This study aims to utilize the VHR and multispectral capabilities of the WV-2 sensor for the extraction of surface facies of selected Himalayan glaciers. As the spectra of facies are the backbone of this study, this section begins by first examining the scaled spectral reflectance graph of the surface facies. This is followed by a qualitative and quantitative evaluation of the mapped facies by the OBIA and PBIA, based on statistical results of the measures calculated from the error matrices. The measures (described in Section 3.5) were computed for every facies over each glacier individually. These were subsequently averaged to obtain the values listed in Supplementary Table S3.

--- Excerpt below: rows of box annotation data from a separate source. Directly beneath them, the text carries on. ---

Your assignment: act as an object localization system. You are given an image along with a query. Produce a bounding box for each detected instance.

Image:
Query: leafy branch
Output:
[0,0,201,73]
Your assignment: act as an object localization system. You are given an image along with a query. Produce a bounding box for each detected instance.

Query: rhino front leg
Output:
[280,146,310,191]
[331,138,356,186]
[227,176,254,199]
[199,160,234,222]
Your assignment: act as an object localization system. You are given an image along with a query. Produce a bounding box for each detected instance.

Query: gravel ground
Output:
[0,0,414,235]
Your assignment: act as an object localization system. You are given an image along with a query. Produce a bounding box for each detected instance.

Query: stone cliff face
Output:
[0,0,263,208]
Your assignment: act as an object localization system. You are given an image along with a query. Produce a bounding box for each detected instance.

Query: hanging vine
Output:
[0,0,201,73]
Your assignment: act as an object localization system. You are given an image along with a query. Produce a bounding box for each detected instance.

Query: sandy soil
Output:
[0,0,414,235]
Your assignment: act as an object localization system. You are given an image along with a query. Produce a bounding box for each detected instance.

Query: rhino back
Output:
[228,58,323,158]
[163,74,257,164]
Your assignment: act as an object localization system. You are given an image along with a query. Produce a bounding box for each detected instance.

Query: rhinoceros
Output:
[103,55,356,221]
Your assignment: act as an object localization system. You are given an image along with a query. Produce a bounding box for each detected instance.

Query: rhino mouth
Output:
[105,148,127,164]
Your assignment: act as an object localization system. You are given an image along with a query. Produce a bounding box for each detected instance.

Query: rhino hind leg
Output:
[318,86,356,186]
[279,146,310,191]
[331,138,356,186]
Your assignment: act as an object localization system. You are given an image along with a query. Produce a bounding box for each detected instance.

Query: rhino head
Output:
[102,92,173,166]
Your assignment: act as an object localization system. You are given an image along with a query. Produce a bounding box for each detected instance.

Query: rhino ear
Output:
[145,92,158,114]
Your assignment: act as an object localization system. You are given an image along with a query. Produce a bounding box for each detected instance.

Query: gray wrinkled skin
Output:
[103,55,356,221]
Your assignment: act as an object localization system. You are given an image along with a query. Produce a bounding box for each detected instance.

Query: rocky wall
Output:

4.1. Examining the Spectra

Figure 5 and Supplementary Figure S2 portray the range of scaled reflectance as derived over each of the glaciers in the WV-2 imagery. The lack of short-wave infrared (SWIR) bands prevents comparison to in situ derived reflectance measurements, such as that performed by Gore et al. [40] and Negi et al. [107]. The graph of scaled reflectance (Figure 5) obtained here holds a striking resemblance to that derived by Shukla et al. [90], in terms of the reflectance of snow. Although their study was based on Advanced Wide Field Sensor (AWiFS) bands, the trend of high reflectance of snow from the green to the NIR bands resembles the reflectance of snow derived here. Anisotropic reflectance corrections for this image in terms of the variations in bidirectional reflectance function (BDRF) were not performed for this imagery, as every glacier except G5 is of a relatively smaller size and the study focuses on five individual glaciers rather than an entire region. Such rectifications are much more important when mapping is performed over large regions [33]. The basis of differentiation between the reflectance characteristics of snow, ice, ice-mixed debris, crevasses, debris, and shadowed area (elaborated in Section 3.2.2) is their reduced reflectance properties [40]. The NIR-2 band however displays a higher average reflectance than is usually observed. This trend appears to be consistent for each facies other than snow. This could be due to the acquisition of the image at the onset of winter, as previous fresh snowfall and its subsequent freezing does affect the resultant reflectance [108]. An alternate reasoning for this could be the lack of BDRF corrections. The effect of this band is observed over each glacier. Therefore, as the compounding effect of this peculiarity will be uniform throughout the classifiers, and as the comparison of classification is with sample points derived from the same imagery, this peculiarity should not hamper the results of this study. Furthermore, the overlap of ice-mixed debris, debris, and shadowed area between bands 1 and 3 (Figure 5) causes the dark and nearly similar appearance of these three facies (illustrated in Figure 4). Mapping of these facies would therefore depend on the other bands, which allow a degree of spectral separability between them.
Yellow (B4) and red edge (B6) deliver higher average reflectance (Figure 5 and Supplementary Figure S2), whereas, NIR-1 and NIR-2 show a drop and subsequent rise in average reflectance for most of the observable facies (excluding snow and shadow). This was incorporated into the development of two customized SIRs by individually dividing the B4 and B6 bands by the mean of the NIR bands (Figure 2). A third index, generated by dividing the blue (B2) and the mean of the NIR-1/2 bands, engages the difference in range and amount of reflectance between the blue and the NIR-1/2 bands. Training sites for the supervised classifiers were allotted based on interpretations of the visual descriptors used for facies identification (Figure 4) and the spectra (Figure 5 and Supplementary Figure S2). Mapping glacier surface facies, through either the pixel- or the object-based methods (Figure 2) requires precise identification of these facies, both visually and spectrally, over the entire study area. This step is crucial to provide sufficient and accurate inputs for classification.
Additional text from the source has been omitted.